From the project’s abstract:
Xi is a project to build a modern text editor with uncompromising performance. Its thoroughly async, loosely coupled design promises performance and rich extensibility, but creates interesting engineering challenges, requiring advanced algorithms and data structures. In addition to pushing the state of computer science for text handling, the project also seeks to build an open-source community for teaching and learning, and working together to create a joyful editing experience.
Xi (pronounced “Zigh”) puts Levien in the ring with Google’s own Android Studio, Microsoft’s Visual Studio (and VS Code), Apple’s Xcode and even recent Google ally Jetbrains’ IDEA family. In some ways, the editor also goes up against editors like Github’s Atom and Sublime Text. Each of these competitors have different goals that make them best at what they do. For Xi, the goal is to be fast, no matter what.

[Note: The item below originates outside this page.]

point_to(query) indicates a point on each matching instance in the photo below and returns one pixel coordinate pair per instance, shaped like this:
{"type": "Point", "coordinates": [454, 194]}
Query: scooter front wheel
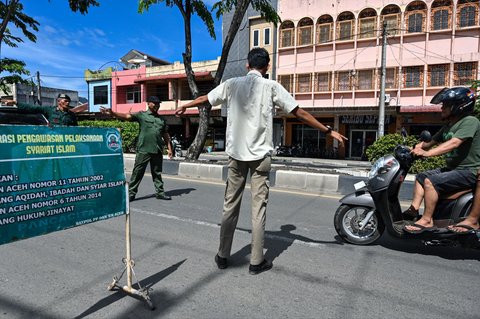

“It really came from researching data structures… kind of going deeper into it and realizing that this could be the primitive, this could be the basis for building a really good text editor,” Levien says. “It feels to me that there’s a need for this. There are editors that are very usable but built on older technology, and then there are editors that are very rich in functionality, but are not performant. The most important thing of Xi is uncompromising performance.”
To make these speeds possible, Xi separates its core (built with Rust) from the UI. This separation also makes it easier to be cross-platform, with in-progress targets for Mac, Linux, Windows, and in past even Android.